Originally affiliated with Auburn University’s school of forestry and wildlife sciences, the Arboretum went to the college of sciences and mathematics (COSAM) when the botany program switched schools. Donald E. Davis Arboretum has been a place of learning and relaxation for students for over fifty years, although not named after the botany professor until 1983.
"Horticulture students study here," said Hunter Sims, an Arboretum employee and former Auburn horticulture student. "Labs meet here."
The Arboretum is open to the public as well. It has a special program for children one Saturday a month and also offers tours the second Friday and Wednesday of every month, except during winter.
Dee Smith, head curator at the Arboretum, said that the guides, or "master garden docents," as they are called there, take classes to become knowledgeable of the landscape's ecology before they are able to give tours.
Every year around Earth Day, the Arboretum hosts Earthfest, a mini-music festival with local musicians. This year Earthfest, which will be held on Saturday, April 10, will mark the 40th anniversary of Earth Day.

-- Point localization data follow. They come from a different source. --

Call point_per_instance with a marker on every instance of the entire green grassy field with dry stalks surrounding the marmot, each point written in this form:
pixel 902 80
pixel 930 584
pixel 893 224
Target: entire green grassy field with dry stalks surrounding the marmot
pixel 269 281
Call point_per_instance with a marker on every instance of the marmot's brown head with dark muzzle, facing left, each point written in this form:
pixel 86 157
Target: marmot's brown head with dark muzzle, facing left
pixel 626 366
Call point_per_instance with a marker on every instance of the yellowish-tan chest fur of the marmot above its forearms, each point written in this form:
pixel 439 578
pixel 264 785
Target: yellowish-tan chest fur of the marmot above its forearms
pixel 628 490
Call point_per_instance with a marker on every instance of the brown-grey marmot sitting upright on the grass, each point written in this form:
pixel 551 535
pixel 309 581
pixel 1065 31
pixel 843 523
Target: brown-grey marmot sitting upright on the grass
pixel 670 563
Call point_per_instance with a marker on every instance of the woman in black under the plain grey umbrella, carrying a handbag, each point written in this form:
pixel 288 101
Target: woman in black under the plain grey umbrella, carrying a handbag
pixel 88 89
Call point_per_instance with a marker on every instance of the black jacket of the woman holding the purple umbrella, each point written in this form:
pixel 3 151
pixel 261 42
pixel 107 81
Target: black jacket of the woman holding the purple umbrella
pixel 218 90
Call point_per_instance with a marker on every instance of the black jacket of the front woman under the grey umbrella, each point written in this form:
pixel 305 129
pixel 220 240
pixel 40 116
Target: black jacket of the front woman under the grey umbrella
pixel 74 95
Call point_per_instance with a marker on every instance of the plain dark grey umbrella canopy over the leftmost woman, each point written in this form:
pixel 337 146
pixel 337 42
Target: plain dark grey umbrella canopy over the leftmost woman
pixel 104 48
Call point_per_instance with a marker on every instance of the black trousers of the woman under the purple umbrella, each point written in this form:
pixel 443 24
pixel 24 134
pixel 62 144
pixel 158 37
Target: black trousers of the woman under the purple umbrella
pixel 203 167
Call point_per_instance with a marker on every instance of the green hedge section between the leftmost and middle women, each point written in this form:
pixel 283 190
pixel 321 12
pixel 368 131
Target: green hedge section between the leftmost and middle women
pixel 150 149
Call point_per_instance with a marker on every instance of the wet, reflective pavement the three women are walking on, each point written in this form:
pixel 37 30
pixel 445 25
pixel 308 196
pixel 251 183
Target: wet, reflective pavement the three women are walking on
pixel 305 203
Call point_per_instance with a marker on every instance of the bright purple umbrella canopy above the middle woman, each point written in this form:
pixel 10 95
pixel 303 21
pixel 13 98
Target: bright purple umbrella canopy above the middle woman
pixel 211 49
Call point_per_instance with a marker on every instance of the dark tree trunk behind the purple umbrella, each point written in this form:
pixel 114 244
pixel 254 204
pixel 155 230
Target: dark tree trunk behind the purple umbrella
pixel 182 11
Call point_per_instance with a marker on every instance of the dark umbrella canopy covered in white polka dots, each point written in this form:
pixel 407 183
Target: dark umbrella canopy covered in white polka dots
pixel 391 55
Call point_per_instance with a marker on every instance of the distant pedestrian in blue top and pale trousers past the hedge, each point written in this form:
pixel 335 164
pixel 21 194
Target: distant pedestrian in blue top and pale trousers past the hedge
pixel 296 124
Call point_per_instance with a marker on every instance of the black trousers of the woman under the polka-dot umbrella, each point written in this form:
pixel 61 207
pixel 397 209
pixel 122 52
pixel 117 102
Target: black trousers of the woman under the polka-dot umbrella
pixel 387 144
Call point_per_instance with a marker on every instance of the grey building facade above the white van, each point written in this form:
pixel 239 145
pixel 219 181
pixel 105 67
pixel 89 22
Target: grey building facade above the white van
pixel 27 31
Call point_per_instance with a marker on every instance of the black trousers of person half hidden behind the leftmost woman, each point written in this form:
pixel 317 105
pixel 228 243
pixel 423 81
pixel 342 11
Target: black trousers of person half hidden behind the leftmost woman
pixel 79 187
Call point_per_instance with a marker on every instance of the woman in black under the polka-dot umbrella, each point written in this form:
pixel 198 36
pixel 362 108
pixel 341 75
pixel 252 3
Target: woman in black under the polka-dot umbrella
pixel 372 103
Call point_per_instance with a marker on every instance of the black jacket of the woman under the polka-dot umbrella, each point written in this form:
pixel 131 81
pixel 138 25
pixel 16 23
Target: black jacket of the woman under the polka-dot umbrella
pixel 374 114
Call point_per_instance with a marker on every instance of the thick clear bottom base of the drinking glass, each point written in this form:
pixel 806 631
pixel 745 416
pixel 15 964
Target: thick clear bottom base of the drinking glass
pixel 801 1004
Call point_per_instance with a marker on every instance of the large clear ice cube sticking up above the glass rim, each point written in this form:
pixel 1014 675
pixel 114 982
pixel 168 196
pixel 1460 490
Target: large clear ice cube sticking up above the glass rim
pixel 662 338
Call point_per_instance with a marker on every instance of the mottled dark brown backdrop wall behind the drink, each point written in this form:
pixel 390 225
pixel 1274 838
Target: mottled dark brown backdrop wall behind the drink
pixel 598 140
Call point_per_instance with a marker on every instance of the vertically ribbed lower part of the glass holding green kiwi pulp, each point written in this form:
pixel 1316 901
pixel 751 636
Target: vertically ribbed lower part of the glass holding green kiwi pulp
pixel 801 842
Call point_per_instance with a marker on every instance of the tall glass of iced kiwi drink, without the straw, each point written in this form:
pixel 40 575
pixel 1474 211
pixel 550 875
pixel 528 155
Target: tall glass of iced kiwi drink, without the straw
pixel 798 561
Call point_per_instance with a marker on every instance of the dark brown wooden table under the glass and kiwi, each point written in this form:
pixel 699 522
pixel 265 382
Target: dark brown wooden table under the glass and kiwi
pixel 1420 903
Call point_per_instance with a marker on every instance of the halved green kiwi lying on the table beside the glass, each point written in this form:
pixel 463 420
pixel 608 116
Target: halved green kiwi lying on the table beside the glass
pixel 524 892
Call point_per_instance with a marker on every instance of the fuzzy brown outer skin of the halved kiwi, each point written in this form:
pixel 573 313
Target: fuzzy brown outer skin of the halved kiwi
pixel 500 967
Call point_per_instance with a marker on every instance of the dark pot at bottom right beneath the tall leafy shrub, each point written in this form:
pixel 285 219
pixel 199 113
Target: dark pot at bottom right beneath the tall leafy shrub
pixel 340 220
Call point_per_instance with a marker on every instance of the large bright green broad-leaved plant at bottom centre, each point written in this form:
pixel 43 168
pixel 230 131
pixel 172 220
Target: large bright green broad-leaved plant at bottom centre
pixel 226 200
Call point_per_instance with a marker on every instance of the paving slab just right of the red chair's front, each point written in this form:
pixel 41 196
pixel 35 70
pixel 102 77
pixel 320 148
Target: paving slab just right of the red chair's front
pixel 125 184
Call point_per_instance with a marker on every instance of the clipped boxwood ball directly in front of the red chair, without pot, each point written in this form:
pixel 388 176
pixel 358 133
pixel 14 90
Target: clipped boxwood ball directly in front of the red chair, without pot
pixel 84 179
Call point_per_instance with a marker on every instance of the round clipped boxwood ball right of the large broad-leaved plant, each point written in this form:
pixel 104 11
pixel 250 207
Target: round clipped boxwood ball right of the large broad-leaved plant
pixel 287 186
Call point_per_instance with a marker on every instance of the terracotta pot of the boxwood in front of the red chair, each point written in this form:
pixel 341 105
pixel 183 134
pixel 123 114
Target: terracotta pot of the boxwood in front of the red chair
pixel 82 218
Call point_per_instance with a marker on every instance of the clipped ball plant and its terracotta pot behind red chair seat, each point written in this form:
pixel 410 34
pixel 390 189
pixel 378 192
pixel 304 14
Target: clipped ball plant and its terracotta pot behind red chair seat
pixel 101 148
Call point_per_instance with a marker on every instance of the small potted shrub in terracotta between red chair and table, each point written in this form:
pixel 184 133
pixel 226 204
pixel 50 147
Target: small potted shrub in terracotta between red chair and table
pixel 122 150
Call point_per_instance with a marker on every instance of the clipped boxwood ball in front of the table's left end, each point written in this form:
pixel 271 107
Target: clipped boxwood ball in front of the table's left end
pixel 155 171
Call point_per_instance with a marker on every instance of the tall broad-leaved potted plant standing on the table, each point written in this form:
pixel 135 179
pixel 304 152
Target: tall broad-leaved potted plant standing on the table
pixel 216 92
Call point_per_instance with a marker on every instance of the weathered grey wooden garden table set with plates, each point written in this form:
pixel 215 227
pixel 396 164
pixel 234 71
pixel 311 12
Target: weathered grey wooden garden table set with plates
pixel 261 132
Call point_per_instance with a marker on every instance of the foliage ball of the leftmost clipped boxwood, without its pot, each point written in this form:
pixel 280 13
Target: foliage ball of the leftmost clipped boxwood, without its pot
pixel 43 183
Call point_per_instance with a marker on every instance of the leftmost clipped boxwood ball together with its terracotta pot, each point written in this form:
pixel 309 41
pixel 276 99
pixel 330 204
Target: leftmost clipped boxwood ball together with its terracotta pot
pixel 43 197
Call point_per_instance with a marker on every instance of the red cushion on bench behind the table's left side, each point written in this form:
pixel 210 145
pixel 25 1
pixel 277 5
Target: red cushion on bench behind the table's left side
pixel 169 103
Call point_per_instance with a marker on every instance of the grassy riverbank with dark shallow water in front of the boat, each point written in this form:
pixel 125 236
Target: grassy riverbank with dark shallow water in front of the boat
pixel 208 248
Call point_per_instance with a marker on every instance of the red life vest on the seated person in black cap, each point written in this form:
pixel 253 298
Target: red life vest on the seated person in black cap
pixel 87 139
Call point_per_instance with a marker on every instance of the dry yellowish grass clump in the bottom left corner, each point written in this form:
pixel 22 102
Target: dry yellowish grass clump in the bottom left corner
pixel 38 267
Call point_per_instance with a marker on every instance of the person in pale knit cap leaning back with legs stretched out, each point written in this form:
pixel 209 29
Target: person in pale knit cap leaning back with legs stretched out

While the university’s environmental awareness organization, or EAO, puts on the event and is responsible for selecting the bands, the Arboretum staff contributes by setting up stages and painting bed sheets for backdrops. For the past couple of years, the staff has even designed the fliers for the festival and helped distribute them around town.
“We don’t hand out individual fliers,” Sims said. “We try to be greener than that.”
More than 500 different plant species inhabit the property, but diversity doesn't end with the Arboretum’s vegetation. Employees at the Arboretum enjoy this variety as well.
"I never know what's going to happen when I come here," Sims said when asked about his favorite part of working there.
Although some species such as the Chinese Elm have made their home in the Arboretum, the majority of plants displayed there are found throughout Alabama and the surrounding states. The Arboretum staff hopes to familiarize visitors with plants they will probably come across in the Southeast.
“Get to know your state,” said Sims.
To ensure that local species are the focus, sometimes staff members will even collect plants and transport them back to the Arboretum. Some of the native azaleas located in the Arboretum were personally transplanted by Sims.
The Arboretum also displays a chair made out of a tree that fell during a hurricane and a man-made waterfall that Sims helped create.